In 1923, smart Joe Jacobs got Battling Siki, a coal-black African, to defend his world's light-heavyweight championship against his own boy, Mike McTigue. as Irish as the Blarney stonenot in New York, but in Dublin on St. Patrick's Day. In 1928. still smarter, he snitched Max Schmeling from the German manager who had brought him to the U. S., publicized him as the "German Dempsey," and, by storming into the ring and yelling "Foul" when Jack Sharkey hit Schmeling a questionably low blow, is generally credited with winning the world's heavyweight championship for Schmeling in 1930. Five years ago, Jacobs got hold of hog-fat, washed-up Tony Galento, ballyhooed him into a national celebrity, into the position of No. 1 challenger for Joe Louis' heavyweight crown. Had Louis stayed on the canvas nine more seconds, Joe Jacobs would have had his sixth world's champion.*
Sportswriters liked little Joe Jacobs. He was generous, gregarious, made good copy. They liked the taunts he put into beer-bibbing Tony Galento's mouth: "I'll murder dat bum" (Joe Louis). They echoed his casual remarks until they became part of Broadway's vernacular: "We wuz robbed" (when Schmeling lost to Sharkey in their second fight for the heavyweight title); "I shoulda stood in bed" (when he found himself among the shivering spectators at a World Series game one frosty day in Detroit).

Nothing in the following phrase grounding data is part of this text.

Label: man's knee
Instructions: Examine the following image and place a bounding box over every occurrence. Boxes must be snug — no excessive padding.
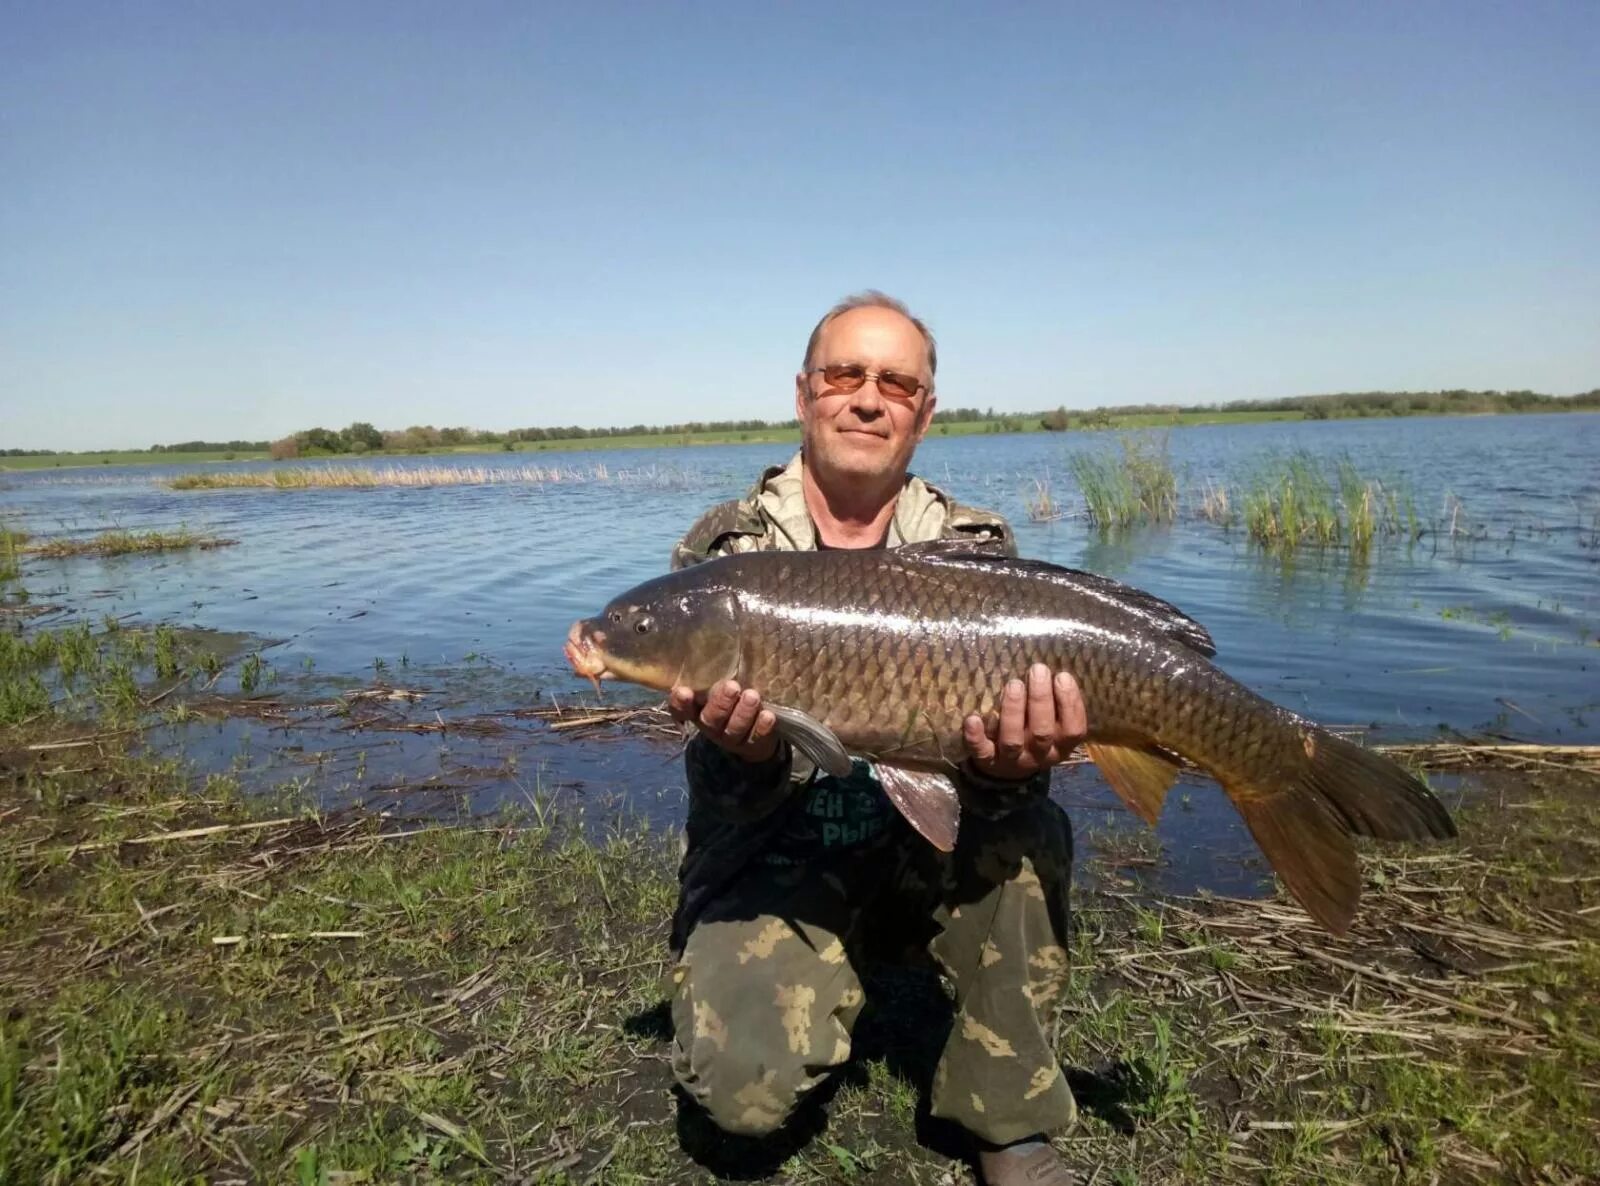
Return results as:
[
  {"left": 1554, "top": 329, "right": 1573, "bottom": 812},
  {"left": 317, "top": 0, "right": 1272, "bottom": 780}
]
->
[{"left": 673, "top": 1041, "right": 818, "bottom": 1137}]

Last week, while sportswriters moaned "We wuz robbed." the prizefight fraternity wondered what effect Joe Jacobs' passing would have. With Arturo Godoy and Tony Galento in line for another shot at Joe Louis' crown (Galento is scheduled to meet Max Baer in a tuneup at Jersey City May 28), it looked as if Galento might drop out of the picture. In his crepe-draped saloon, Two-Ton Tony blubbered: "I can't go on widout Joe."
* His five world's champions: Frank Genaro, André Routis, Jack Delaney, Mike McTigue, Max Schmeling.